When Carson started, my allegiance was over on Channel 5, which aired Steve Allen's syndicated talk show from 1962 to 1964. I couldn't watch it on nights preceding a school day but, when I was able to stay up late, I loved it. It was wild and utterly spontaneous. Leno and Letterman probably have more prepared for any given hour than Allen had for a whole week of 90-minute shows. When he went off, his syndication company tried offering stations, as a replacement, a talk show hosted by a San Diego TV personality named Regis Philbin. It didn't last long.

After Steve Allen, I started watching Carson and never stopped. Actually, at times, I didn't watch…I listened.

Still unable to stay up late most nights, I grew frustrated when Johnny would speak of something that had happened on a show I'd missed, and it sounded wonderful. No one had invented the VCR yet so I assembled a contraption that would have done Rube Goldberg proud.

It involved taking my audio tape recorder — a clunky Webcor reel-to-reel model, soon replaced by a clunkier Sony — and hooking it to an FM radio that could receive TV sound.

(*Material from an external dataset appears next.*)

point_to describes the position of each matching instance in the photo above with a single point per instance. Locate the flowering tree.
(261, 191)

Then I connected that to a timer and I had a device that, every night while I lay sleeping, would turn itself on at 11:29, record Channel 4 for 95 minutes, then turn off. The next day, I was able to listen to the audio of the previous night's Tonight Show.

This was great, up to a point. The point was when something wholly visual would occur and the audience would howl with laughter at…??? Often, I could only guess. Still, it was better than nothing.

After graduating high school in '69, I was able to begin staying up late more often — any time I didn't have an early-morn class at U.C.L.A., which was way too often. But then there was another use for my invention: From 1969 to 1972, Dick Cavett hosted a very fine show on ABC opposite Carson.

Nights when I couldn't stay up 'til 1 AM, I had to pick which to tape. Back then, I think I liked Carson a wee bit better as a comedian but Cavett more often had guests I wanted to hear. Decisions, decisions. Whenever I could stay up late, I'd usually watch Carson and audio-tape Cavett, since the latter's show was less dependent on the host doing reactions to camera, attempting physical stunts or donning costumes.

I wish I'd saved some of those tapes. Better still, I wish someone would start The Talk Show Channel and run whatever old shows of Carson and Cavett (and others) have survived. Johnny controls many years of Tonight Show tapes and keeps looking for ways to market them. Unfortunately, they're usually edited down to just the comedy sketches or stand-up spots which are okay, but hardly the most interesting segments.

If nothing else, I'd love to see the old monologues. I'm not sure you could find a better chronicle of those years.